The Bad Plus were never intent on dismantling the jazz canon, unlike the New York quartet Mostly Other People Do the Killing, which takes a more flippant approach to classic jazz, including Blue, a note-for-note reinterpretation of Miles Davis’ Kind of Blue. The Bad Plus performs with an infectious enthusiasm, as witnessed during its 2007 set at the Manchester Craftsmen’s Guild.
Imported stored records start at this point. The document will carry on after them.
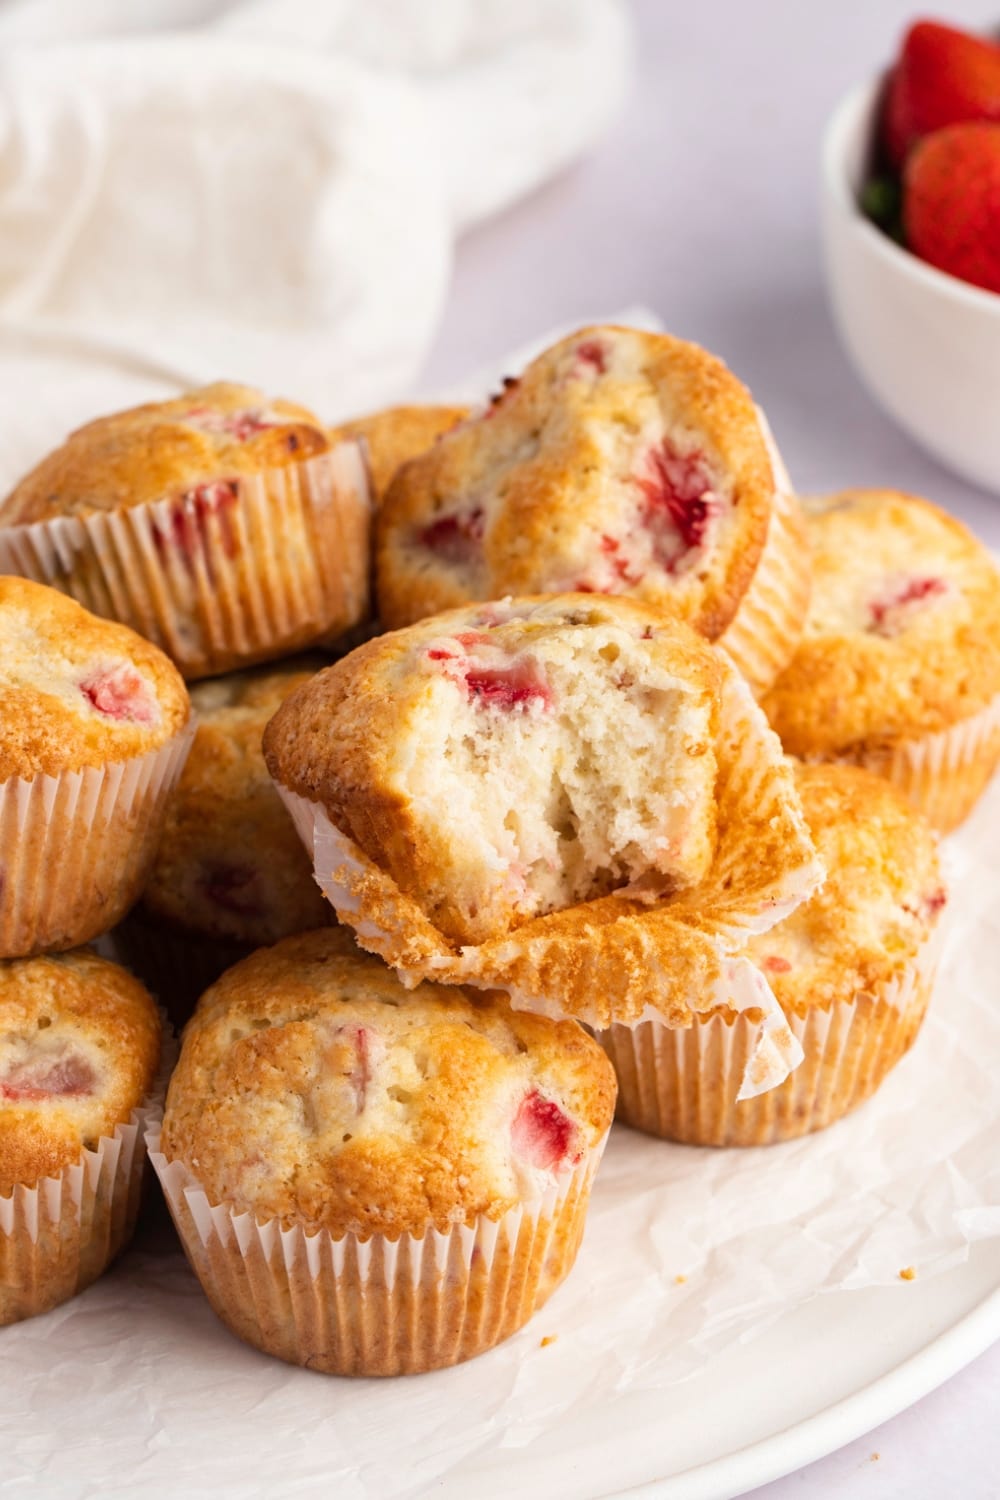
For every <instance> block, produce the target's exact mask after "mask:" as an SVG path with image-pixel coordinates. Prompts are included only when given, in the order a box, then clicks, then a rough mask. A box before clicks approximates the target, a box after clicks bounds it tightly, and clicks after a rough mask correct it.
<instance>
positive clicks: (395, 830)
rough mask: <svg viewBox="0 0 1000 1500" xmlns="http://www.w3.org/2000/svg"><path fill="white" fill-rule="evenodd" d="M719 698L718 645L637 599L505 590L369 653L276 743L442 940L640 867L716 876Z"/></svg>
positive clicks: (512, 922)
mask: <svg viewBox="0 0 1000 1500" xmlns="http://www.w3.org/2000/svg"><path fill="white" fill-rule="evenodd" d="M601 684H604V687H606V688H607V693H609V694H610V696H609V697H607V700H606V702H601V700H600V696H601ZM718 691H720V658H718V655H717V654H715V652H714V651H712V648H711V646H709V645H708V643H706V642H703V640H702V639H700V637H699V636H697V634H696V633H694V631H691V630H690V628H688V627H687V625H684V624H682V622H681V621H672V619H664V618H663V616H661V615H658V613H657V612H655V610H651V609H648V607H645V606H643V604H640V603H639V601H637V600H625V598H598V597H594V595H573V594H567V595H555V597H546V598H522V600H505V601H501V603H496V604H487V606H472V607H466V609H460V610H453V612H448V613H444V615H436V616H433V618H432V619H426V621H421V622H420V624H417V625H411V627H409V628H406V630H400V631H396V633H391V634H387V636H381V637H378V639H376V640H372V642H369V643H367V645H364V646H360V648H358V649H357V651H354V652H352V654H351V655H348V657H345V658H343V660H342V661H339V663H336V664H334V666H331V667H330V669H328V670H325V672H322V673H319V675H318V676H316V678H315V679H313V681H312V682H309V684H307V685H306V687H304V688H300V690H298V691H297V693H295V694H292V696H291V697H289V699H288V700H286V703H285V705H283V706H282V709H279V712H277V714H276V717H274V718H273V720H271V723H270V724H268V727H267V730H265V735H264V753H265V760H267V765H268V769H270V771H271V775H273V777H274V778H276V780H277V781H279V783H280V784H282V786H285V787H288V789H291V790H292V792H297V793H298V795H301V796H307V798H310V799H312V801H316V802H321V804H322V805H324V808H325V810H327V813H328V816H330V817H331V819H333V822H334V823H336V825H337V828H342V829H343V831H345V832H348V834H349V837H351V838H354V840H355V841H357V843H358V844H360V846H361V849H364V852H366V853H367V855H369V858H372V859H373V861H375V862H376V864H379V865H381V867H382V868H385V870H388V871H390V873H391V874H393V877H394V880H396V882H397V883H399V886H400V889H403V891H406V894H409V895H411V897H412V898H414V900H417V901H420V904H421V906H423V909H424V912H426V915H427V916H429V918H430V921H432V922H435V924H436V926H438V927H439V930H441V932H442V933H447V935H448V938H450V939H453V941H456V942H466V944H468V942H481V941H484V939H487V938H490V936H499V935H501V933H502V932H504V930H507V929H508V927H514V926H519V924H520V922H523V921H526V919H528V918H529V916H532V915H541V913H543V912H544V910H555V909H558V907H565V906H571V904H576V903H577V901H579V900H588V898H591V897H595V895H600V894H606V892H607V891H610V889H613V888H618V886H625V885H627V883H628V882H630V880H631V879H633V877H639V874H640V871H642V877H646V876H648V877H649V879H654V871H657V873H658V876H661V877H663V882H661V883H663V885H664V886H666V885H678V886H679V885H690V883H691V882H693V880H696V879H697V877H699V874H700V873H703V871H705V868H706V867H708V864H709V861H711V856H712V849H714V831H715V829H714V817H715V814H714V777H715V750H714V729H715V714H717V708H718ZM508 741H510V742H508ZM633 744H634V747H636V754H634V756H631V757H630V753H628V748H630V747H631V745H633ZM505 745H507V748H504V747H505ZM529 745H534V751H531V753H529V748H528V747H529ZM507 751H510V753H507ZM531 754H534V760H532V759H531ZM505 757H507V759H505ZM669 757H673V760H670V759H669ZM667 763H669V765H672V768H673V772H675V774H673V777H672V775H669V774H667V772H666V769H664V768H666V765H667ZM597 766H603V768H604V772H606V777H604V781H601V778H600V775H598V771H597V769H595V768H597ZM519 775H520V777H522V780H520V783H516V781H514V780H511V777H514V778H516V777H519ZM619 783H621V786H622V787H624V789H622V795H621V798H619V799H618V804H616V805H607V804H609V802H610V801H612V793H610V792H609V786H619ZM466 804H468V805H466ZM601 808H604V811H606V813H607V817H604V813H603V811H601Z"/></svg>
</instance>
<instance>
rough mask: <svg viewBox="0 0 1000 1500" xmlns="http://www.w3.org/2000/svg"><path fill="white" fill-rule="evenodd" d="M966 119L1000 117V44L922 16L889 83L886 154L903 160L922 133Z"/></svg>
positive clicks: (884, 133) (886, 89)
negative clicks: (927, 20) (972, 34)
mask: <svg viewBox="0 0 1000 1500" xmlns="http://www.w3.org/2000/svg"><path fill="white" fill-rule="evenodd" d="M964 120H1000V46H997V45H996V42H990V40H987V39H985V37H982V36H970V34H969V33H967V31H957V30H955V28H954V27H951V26H942V24H940V23H939V21H918V23H916V24H915V26H912V27H910V30H909V31H907V34H906V37H904V40H903V48H901V51H900V60H898V62H897V66H895V69H894V71H892V75H891V78H889V84H888V89H886V101H885V110H883V117H882V135H883V144H885V148H886V154H888V156H889V160H891V162H892V165H894V166H903V162H904V159H906V156H907V151H909V150H910V148H912V147H913V145H915V144H916V142H918V141H919V139H922V136H925V135H930V133H931V132H933V130H940V129H943V127H945V126H946V124H960V123H961V121H964Z"/></svg>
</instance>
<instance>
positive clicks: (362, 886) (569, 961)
mask: <svg viewBox="0 0 1000 1500" xmlns="http://www.w3.org/2000/svg"><path fill="white" fill-rule="evenodd" d="M720 655H721V657H723V684H724V685H723V694H721V712H720V732H718V742H717V756H718V765H720V774H718V781H717V801H718V814H720V841H718V847H717V853H715V859H714V862H712V868H711V870H709V874H708V876H706V879H705V880H703V882H702V883H700V885H697V886H696V888H693V889H691V891H684V892H681V894H679V895H676V897H672V898H667V900H658V901H654V903H649V901H640V900H636V898H630V897H625V895H607V897H603V898H601V900H595V901H586V903H583V904H580V906H574V907H570V909H567V910H564V912H553V913H552V915H549V916H541V918H537V919H534V921H529V922H525V926H523V927H519V929H517V930H516V932H513V933H510V935H507V936H504V938H498V939H495V941H490V942H486V944H481V945H480V947H468V948H462V950H457V948H454V947H453V945H450V944H448V941H447V939H445V936H444V935H442V933H441V932H439V930H438V929H436V927H435V926H433V924H432V922H430V921H429V919H427V916H426V915H424V913H423V910H421V909H420V907H418V906H417V903H415V901H414V900H412V898H411V897H409V895H406V894H405V892H403V891H400V889H399V886H397V885H396V882H394V880H393V879H391V876H390V874H388V873H387V871H385V870H381V868H379V867H378V865H375V864H373V862H372V861H370V859H369V858H367V856H366V855H364V853H363V852H361V849H360V847H358V846H357V844H355V843H352V840H351V838H348V837H346V834H343V832H342V829H339V828H336V826H334V825H333V823H331V820H330V819H328V816H327V813H325V811H324V808H322V807H321V805H319V804H318V802H312V801H309V799H306V798H303V796H298V795H297V793H294V792H289V790H288V789H286V787H282V786H280V784H279V790H280V792H282V796H283V798H285V801H286V804H288V807H289V811H291V813H292V817H294V819H295V825H297V828H298V832H300V837H301V838H303V841H304V843H306V847H307V849H309V850H310V853H312V856H313V867H315V874H316V879H318V882H319V885H321V888H322V891H324V894H325V895H327V897H328V900H330V901H331V903H333V904H334V906H336V909H337V916H339V918H340V919H342V921H343V922H346V924H349V926H351V927H354V930H355V933H357V936H358V942H360V944H361V947H364V948H369V950H370V951H373V953H378V954H379V956H381V957H382V959H385V962H387V963H390V965H391V966H393V968H394V969H396V971H397V972H399V974H400V977H402V978H403V981H405V983H408V984H414V983H417V981H420V980H439V981H442V983H456V984H475V986H480V987H484V989H499V990H505V992H507V993H508V995H510V998H511V1004H513V1005H514V1007H517V1008H520V1010H534V1011H541V1013H543V1014H547V1016H567V1017H573V1019H576V1020H580V1022H585V1023H586V1025H589V1026H592V1028H595V1029H604V1028H607V1026H610V1025H612V1023H615V1022H619V1023H624V1025H627V1026H634V1025H636V1023H637V1022H640V1020H642V1019H645V1016H648V1014H649V1011H654V1013H657V1014H660V1016H661V1017H663V1020H664V1022H666V1023H667V1025H673V1026H685V1025H687V1023H688V1022H690V1017H691V1016H693V1014H696V1013H697V1011H703V1010H711V1008H712V1005H714V1004H715V1001H714V999H712V996H715V995H718V990H720V986H721V987H726V986H730V987H732V972H733V965H732V962H730V959H732V956H733V954H735V953H736V950H738V948H741V947H742V944H744V942H745V939H747V936H748V935H751V933H756V932H766V930H768V929H769V927H772V926H774V924H775V922H777V921H781V918H783V916H787V915H789V912H792V910H793V909H795V907H796V906H798V904H799V903H801V901H802V900H805V898H807V897H808V895H810V894H811V892H813V889H814V888H816V885H817V883H819V880H820V879H822V874H823V871H822V867H820V864H819V861H817V858H816V850H814V847H813V841H811V838H810V834H808V829H807V826H805V820H804V817H802V813H801V807H799V801H798V793H796V790H795V783H793V775H792V769H790V766H789V763H787V762H786V759H784V756H783V753H781V745H780V742H778V739H777V736H775V735H774V732H772V730H771V729H769V727H768V723H766V720H765V717H763V714H762V711H760V708H759V706H757V705H756V703H754V700H753V696H751V691H750V688H748V685H747V682H745V681H744V679H742V678H741V676H739V673H738V672H736V669H735V667H733V666H732V663H729V660H727V658H726V657H724V655H723V654H721V652H720ZM747 968H748V969H750V968H751V966H750V965H747ZM741 972H742V971H741ZM753 974H754V980H753V986H751V989H754V990H756V998H754V999H753V1002H751V1004H753V1005H754V1007H759V1008H765V1010H768V1008H777V1001H775V999H774V995H772V993H771V989H769V987H768V984H766V980H765V978H763V975H760V974H759V971H756V969H754V971H753Z"/></svg>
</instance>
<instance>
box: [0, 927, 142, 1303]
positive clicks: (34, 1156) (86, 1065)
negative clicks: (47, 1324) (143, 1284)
mask: <svg viewBox="0 0 1000 1500" xmlns="http://www.w3.org/2000/svg"><path fill="white" fill-rule="evenodd" d="M160 1041H162V1038H160V1020H159V1016H157V1013H156V1007H154V1005H153V1002H151V999H150V996H148V995H147V992H145V990H144V989H142V986H141V984H139V983H138V980H133V978H132V975H129V974H126V972H124V969H120V968H117V965H112V963H106V962H105V960H103V959H97V956H96V954H93V953H90V951H87V950H81V951H78V953H66V954H60V956H58V957H54V956H49V957H45V959H19V960H13V962H4V963H0V1323H4V1325H6V1323H16V1322H18V1320H19V1319H25V1317H33V1316H34V1314H36V1313H48V1311H49V1308H54V1307H58V1304H60V1302H66V1301H67V1299H69V1298H72V1296H75V1295H76V1293H78V1292H82V1290H84V1287H87V1286H90V1283H91V1281H94V1278H96V1277H99V1275H100V1274H102V1271H103V1269H105V1268H106V1266H108V1265H109V1262H111V1260H112V1259H114V1257H115V1256H117V1254H118V1251H120V1250H121V1247H123V1245H124V1244H126V1242H127V1239H129V1236H130V1235H132V1229H133V1226H135V1215H136V1212H138V1205H139V1191H141V1185H142V1166H144V1161H145V1151H144V1146H142V1142H141V1140H139V1130H141V1128H142V1127H144V1125H145V1124H147V1122H148V1121H150V1119H151V1118H159V1115H157V1112H159V1104H162V1094H160V1095H159V1100H157V1098H156V1089H157V1071H159V1061H160Z"/></svg>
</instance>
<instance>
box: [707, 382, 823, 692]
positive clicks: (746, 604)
mask: <svg viewBox="0 0 1000 1500" xmlns="http://www.w3.org/2000/svg"><path fill="white" fill-rule="evenodd" d="M757 420H759V422H760V431H762V435H763V440H765V446H766V449H768V455H769V458H771V466H772V469H774V481H775V493H774V508H772V511H771V523H769V526H768V537H766V541H765V547H763V552H762V553H760V561H759V562H757V570H756V573H754V576H753V579H751V583H750V588H748V589H747V592H745V594H744V597H742V598H741V601H739V607H738V610H736V613H735V616H733V619H732V622H730V624H729V627H727V628H726V630H724V631H723V636H721V637H720V640H718V645H720V646H724V648H726V651H729V654H730V657H732V658H733V661H735V663H736V666H738V667H739V670H741V672H742V673H744V676H745V678H747V681H748V682H750V685H751V687H753V690H754V693H757V694H760V693H763V691H765V690H766V688H768V687H771V684H772V682H774V679H775V678H777V676H778V673H780V672H781V670H783V669H784V667H786V666H787V664H789V661H790V660H792V657H793V654H795V648H796V645H798V642H799V636H801V634H802V627H804V624H805V616H807V613H808V607H810V595H811V591H813V571H811V565H810V541H808V532H807V529H805V519H804V516H802V511H801V508H799V502H798V499H796V498H795V492H793V489H792V480H790V478H789V471H787V468H786V466H784V460H783V458H781V455H780V453H778V449H777V446H775V441H774V437H772V434H771V428H769V425H768V419H766V417H765V414H763V411H762V410H760V407H757Z"/></svg>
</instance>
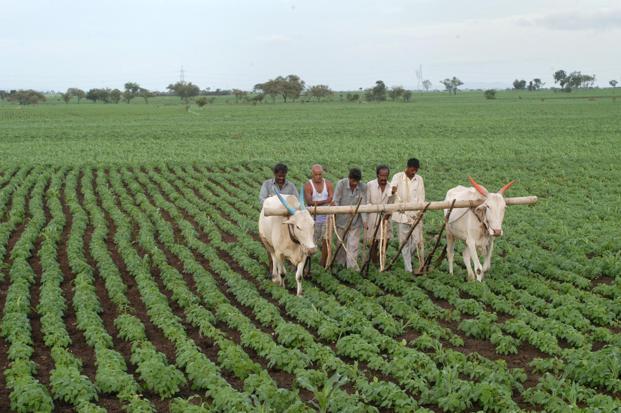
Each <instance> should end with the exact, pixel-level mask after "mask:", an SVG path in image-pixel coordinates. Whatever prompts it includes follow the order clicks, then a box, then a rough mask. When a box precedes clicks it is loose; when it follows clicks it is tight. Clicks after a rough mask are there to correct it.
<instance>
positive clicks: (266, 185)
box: [259, 182, 269, 208]
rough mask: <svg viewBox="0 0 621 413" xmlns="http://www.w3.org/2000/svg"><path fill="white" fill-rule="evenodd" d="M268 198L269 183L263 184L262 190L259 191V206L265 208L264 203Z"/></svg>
mask: <svg viewBox="0 0 621 413" xmlns="http://www.w3.org/2000/svg"><path fill="white" fill-rule="evenodd" d="M268 196H269V191H268V190H267V182H263V185H261V190H260V191H259V204H260V205H261V208H263V202H265V200H266V199H267V197H268Z"/></svg>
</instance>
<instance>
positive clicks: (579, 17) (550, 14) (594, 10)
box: [516, 9, 621, 31]
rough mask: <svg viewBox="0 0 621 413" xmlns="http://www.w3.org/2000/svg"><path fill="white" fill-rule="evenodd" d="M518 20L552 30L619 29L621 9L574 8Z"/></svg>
mask: <svg viewBox="0 0 621 413" xmlns="http://www.w3.org/2000/svg"><path fill="white" fill-rule="evenodd" d="M516 21H517V23H518V24H519V25H520V26H525V27H541V28H545V29H550V30H564V31H570V30H571V31H575V30H609V29H619V28H621V9H599V10H592V11H584V10H572V11H567V12H559V13H551V14H547V15H543V16H538V17H519V18H517V19H516Z"/></svg>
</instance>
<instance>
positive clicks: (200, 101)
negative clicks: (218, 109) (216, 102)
mask: <svg viewBox="0 0 621 413" xmlns="http://www.w3.org/2000/svg"><path fill="white" fill-rule="evenodd" d="M195 102H196V104H197V105H198V107H199V108H202V107H203V106H205V105H206V104H207V102H208V101H207V98H206V97H205V96H201V97H199V98H196V100H195Z"/></svg>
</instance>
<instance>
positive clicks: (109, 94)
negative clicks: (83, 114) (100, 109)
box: [86, 89, 111, 103]
mask: <svg viewBox="0 0 621 413" xmlns="http://www.w3.org/2000/svg"><path fill="white" fill-rule="evenodd" d="M110 93H111V90H110V89H90V90H89V91H88V92H86V99H88V100H92V101H93V103H97V101H98V100H101V101H103V102H104V103H108V102H109V101H110Z"/></svg>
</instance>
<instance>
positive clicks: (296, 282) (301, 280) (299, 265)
mask: <svg viewBox="0 0 621 413" xmlns="http://www.w3.org/2000/svg"><path fill="white" fill-rule="evenodd" d="M305 263H306V258H304V259H303V260H302V261H301V262H300V263H299V264H298V268H297V271H296V272H295V282H296V284H297V287H298V291H297V295H298V296H301V295H302V294H303V291H302V279H303V278H304V264H305Z"/></svg>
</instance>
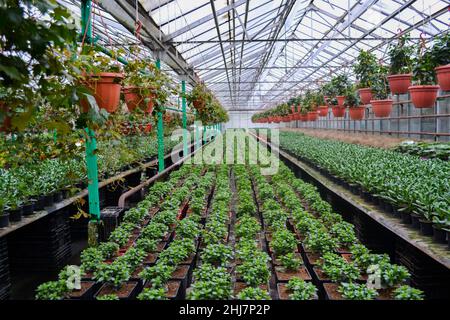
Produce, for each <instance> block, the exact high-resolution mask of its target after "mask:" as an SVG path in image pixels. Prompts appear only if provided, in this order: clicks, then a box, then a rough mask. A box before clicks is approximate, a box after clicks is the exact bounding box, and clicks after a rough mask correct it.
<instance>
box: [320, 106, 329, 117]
mask: <svg viewBox="0 0 450 320" xmlns="http://www.w3.org/2000/svg"><path fill="white" fill-rule="evenodd" d="M317 109H318V110H319V117H326V116H327V115H328V106H319V107H318V108H317Z"/></svg>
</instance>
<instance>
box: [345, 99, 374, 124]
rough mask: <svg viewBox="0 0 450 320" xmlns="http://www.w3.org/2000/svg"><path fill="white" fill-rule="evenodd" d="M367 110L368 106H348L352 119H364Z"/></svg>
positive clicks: (350, 116) (358, 119) (350, 114)
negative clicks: (356, 106) (364, 113)
mask: <svg viewBox="0 0 450 320" xmlns="http://www.w3.org/2000/svg"><path fill="white" fill-rule="evenodd" d="M369 102H370V101H369ZM365 111H366V108H365V107H364V106H359V107H353V108H348V113H349V115H350V119H352V120H362V119H364V113H365Z"/></svg>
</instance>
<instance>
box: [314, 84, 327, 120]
mask: <svg viewBox="0 0 450 320" xmlns="http://www.w3.org/2000/svg"><path fill="white" fill-rule="evenodd" d="M314 103H315V105H316V106H317V109H318V112H319V117H326V116H327V114H328V106H327V104H326V101H325V96H324V94H323V90H322V89H319V90H318V91H317V92H316V93H315V94H314Z"/></svg>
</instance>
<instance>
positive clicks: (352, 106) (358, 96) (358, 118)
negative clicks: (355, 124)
mask: <svg viewBox="0 0 450 320" xmlns="http://www.w3.org/2000/svg"><path fill="white" fill-rule="evenodd" d="M355 89H356V88H351V89H349V90H347V93H346V95H345V96H346V97H345V101H344V104H345V105H346V106H348V108H349V115H350V119H352V120H362V119H363V118H364V113H365V111H366V108H365V107H364V105H361V100H360V99H359V96H358V94H357V93H356V90H355Z"/></svg>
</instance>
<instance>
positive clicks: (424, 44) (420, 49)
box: [408, 42, 439, 108]
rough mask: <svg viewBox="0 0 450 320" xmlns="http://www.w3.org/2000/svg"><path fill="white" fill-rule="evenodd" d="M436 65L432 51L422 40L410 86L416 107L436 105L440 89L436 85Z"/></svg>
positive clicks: (411, 94) (419, 107) (409, 90)
mask: <svg viewBox="0 0 450 320" xmlns="http://www.w3.org/2000/svg"><path fill="white" fill-rule="evenodd" d="M424 50H425V52H423V51H424ZM435 66H436V63H435V61H434V57H433V55H432V53H431V51H427V50H426V48H425V44H424V43H423V42H422V43H421V44H420V45H419V46H418V51H417V57H416V58H415V59H414V64H413V85H412V86H410V87H409V88H408V90H409V93H410V94H411V100H412V103H413V104H414V106H415V107H416V108H432V107H434V104H435V102H436V99H437V94H438V91H439V86H437V85H436V74H435V70H434V69H435Z"/></svg>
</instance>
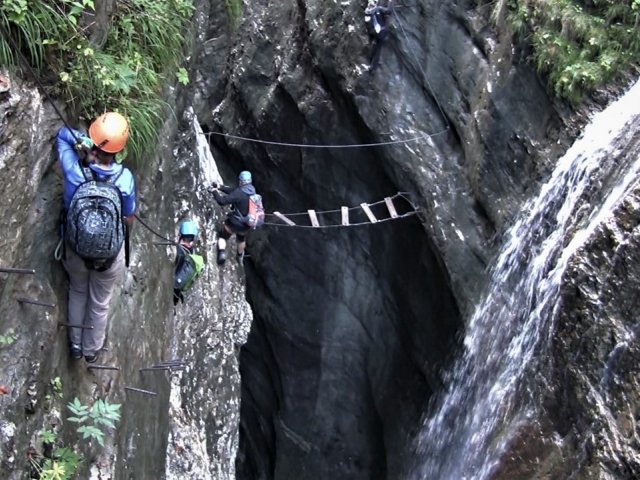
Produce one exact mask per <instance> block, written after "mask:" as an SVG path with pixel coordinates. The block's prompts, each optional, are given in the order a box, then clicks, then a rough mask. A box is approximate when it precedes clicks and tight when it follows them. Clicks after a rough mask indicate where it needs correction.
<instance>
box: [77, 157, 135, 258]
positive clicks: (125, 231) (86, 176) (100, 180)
mask: <svg viewBox="0 0 640 480" xmlns="http://www.w3.org/2000/svg"><path fill="white" fill-rule="evenodd" d="M123 172H124V168H123V169H122V170H120V171H119V172H118V173H114V174H113V175H109V176H108V177H107V178H105V179H104V180H98V178H97V177H96V172H94V171H93V170H91V169H90V168H89V167H82V174H83V175H84V178H85V180H86V181H87V182H91V181H96V182H100V181H102V182H105V183H108V184H109V185H113V186H114V187H115V188H118V187H117V186H116V182H117V181H118V179H119V178H120V175H122V173H123ZM118 191H120V189H119V188H118ZM120 195H122V192H121V193H120ZM120 208H122V200H121V202H120ZM120 221H121V222H122V227H123V228H124V264H125V266H126V267H127V268H129V257H130V241H129V225H127V222H125V221H124V219H123V218H122V210H120Z"/></svg>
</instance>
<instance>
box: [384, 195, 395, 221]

But artistically, everything is fair game.

“The concept is based on [the idea that] everyone in that band can pretty much play anything they want to,” King says of the group’s approach. “So in a way, we have the technical freedom to play whatever anyone brings in, from contemporary classical music, to a standard, to pop music to dense meta-rhythms to straight minimalism to backbeats to swing, whatever. But we try to do it in a way that feels like this is our music, this is our time.”

The group has sustained a solid career, rising above the initial publicity, earning respect along the way. “We’ve noticed there’s a lot of naysayers from the early days who actually came around, because we stuck with what we do and waded through those waters of being hyped and, we believed, showing the depths of what we’ve always been. Which is a much more complex situation than guys playing ‘Smells Like Teen Spirit,’” King says, adding: “If you read just one article [about us] in 2003 — I might be suspect myself.”